Why Do We Need Source IP Addresses in IP Headers?
After discussing names, addresses and routes, and the various addresses we might need in a networking stack, we’re ready to tackle an interesting comment made by a Twitter user as a reply to my Why Is Source Address Validation Still a Problem? blog post:
Maybe the question we should be asking is why there is a source address in the packet header at all.
Most consumers of network services expect a two-way communication – you send some stuff to another node providing an interesting service, and you usually expect to get some stuff back. So far so good. Now for the fun part: how does the server know where to send the stuff back to? There are two possible answers1:
- The conversation between the user and the server resembles a telephone call – we don’t have to worry how we’ll send the stuff back to the user because we’re on a phone call. We call this connection-oriented service.

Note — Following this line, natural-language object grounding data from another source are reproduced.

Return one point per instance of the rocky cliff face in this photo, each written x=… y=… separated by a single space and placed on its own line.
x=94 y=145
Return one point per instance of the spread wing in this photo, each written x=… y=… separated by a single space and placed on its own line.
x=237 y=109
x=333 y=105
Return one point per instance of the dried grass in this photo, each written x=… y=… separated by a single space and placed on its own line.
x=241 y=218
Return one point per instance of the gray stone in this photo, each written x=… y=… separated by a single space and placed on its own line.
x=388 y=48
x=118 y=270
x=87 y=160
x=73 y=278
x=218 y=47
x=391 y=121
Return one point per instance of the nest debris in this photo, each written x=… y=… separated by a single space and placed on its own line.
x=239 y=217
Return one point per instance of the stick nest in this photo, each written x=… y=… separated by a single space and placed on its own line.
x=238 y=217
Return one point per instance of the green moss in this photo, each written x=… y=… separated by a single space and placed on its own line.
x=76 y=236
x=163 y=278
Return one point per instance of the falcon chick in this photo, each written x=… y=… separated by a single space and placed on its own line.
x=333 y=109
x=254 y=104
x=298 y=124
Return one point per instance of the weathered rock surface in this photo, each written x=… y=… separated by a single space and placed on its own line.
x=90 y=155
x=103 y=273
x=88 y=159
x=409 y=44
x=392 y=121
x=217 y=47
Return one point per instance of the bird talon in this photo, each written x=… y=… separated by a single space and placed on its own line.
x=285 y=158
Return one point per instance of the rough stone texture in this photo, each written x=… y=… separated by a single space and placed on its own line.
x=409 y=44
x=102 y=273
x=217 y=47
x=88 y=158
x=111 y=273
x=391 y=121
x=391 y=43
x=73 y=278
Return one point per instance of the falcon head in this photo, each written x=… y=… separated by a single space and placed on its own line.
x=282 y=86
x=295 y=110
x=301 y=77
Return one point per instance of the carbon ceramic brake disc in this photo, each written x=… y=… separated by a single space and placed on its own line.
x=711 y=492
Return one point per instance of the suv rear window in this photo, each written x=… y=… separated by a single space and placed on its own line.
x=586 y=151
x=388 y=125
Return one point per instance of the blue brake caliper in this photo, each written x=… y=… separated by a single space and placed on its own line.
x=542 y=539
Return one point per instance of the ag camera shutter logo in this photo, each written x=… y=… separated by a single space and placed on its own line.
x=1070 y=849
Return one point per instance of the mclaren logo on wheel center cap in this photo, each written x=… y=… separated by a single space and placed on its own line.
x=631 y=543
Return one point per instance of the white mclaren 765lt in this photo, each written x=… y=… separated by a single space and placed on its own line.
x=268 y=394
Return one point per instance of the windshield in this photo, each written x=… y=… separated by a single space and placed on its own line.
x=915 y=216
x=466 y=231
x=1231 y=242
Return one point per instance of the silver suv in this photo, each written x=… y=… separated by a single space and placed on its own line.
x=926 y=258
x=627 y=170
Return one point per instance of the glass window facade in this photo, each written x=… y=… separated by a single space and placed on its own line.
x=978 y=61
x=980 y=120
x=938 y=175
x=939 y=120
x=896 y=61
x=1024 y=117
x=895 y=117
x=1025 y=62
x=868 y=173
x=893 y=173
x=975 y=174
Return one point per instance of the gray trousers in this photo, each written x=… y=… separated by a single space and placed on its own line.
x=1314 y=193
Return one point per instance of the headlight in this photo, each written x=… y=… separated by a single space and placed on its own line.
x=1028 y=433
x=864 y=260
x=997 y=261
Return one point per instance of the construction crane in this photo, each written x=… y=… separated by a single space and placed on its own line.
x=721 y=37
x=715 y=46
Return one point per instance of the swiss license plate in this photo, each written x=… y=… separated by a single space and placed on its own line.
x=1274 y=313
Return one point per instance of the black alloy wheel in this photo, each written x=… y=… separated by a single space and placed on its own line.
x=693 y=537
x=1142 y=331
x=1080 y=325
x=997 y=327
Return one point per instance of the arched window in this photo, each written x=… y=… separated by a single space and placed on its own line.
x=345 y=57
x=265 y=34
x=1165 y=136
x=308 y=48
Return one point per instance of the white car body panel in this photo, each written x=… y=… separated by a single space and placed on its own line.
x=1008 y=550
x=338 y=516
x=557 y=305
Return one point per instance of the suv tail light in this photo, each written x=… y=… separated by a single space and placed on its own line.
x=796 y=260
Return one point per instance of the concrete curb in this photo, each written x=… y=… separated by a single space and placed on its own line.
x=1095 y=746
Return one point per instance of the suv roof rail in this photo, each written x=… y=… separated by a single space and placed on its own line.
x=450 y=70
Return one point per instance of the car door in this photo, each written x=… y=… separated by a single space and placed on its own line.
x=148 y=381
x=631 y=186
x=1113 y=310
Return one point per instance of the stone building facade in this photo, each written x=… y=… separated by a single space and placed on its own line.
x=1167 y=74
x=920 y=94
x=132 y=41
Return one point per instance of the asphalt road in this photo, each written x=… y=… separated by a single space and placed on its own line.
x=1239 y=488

- The conversation between the user and the server resembles an exchange of letters2 – we call this connectionless service. Obviously you need to know what address to write on the envelope if you want the letter to be delivered.
Networking stacks are complex[citation needed], and while the applications often expect connection-oriented service, the underlying transport might be connectionless3. For example, TCP provides a reliable stream service to its consumers while using connectionless IP transport. The TCP implementation thus needs to know how to send IP packets back to the remote node.
Obviously one could cheat, exchange IP addresses during the TCP session establishment, and use unique TCP connection identifier as an index into a table that would contain (among other things) remote IP address. In such a world, we wouldn’t need source IP addresses in IP headers as TCP would know where to send the replies to.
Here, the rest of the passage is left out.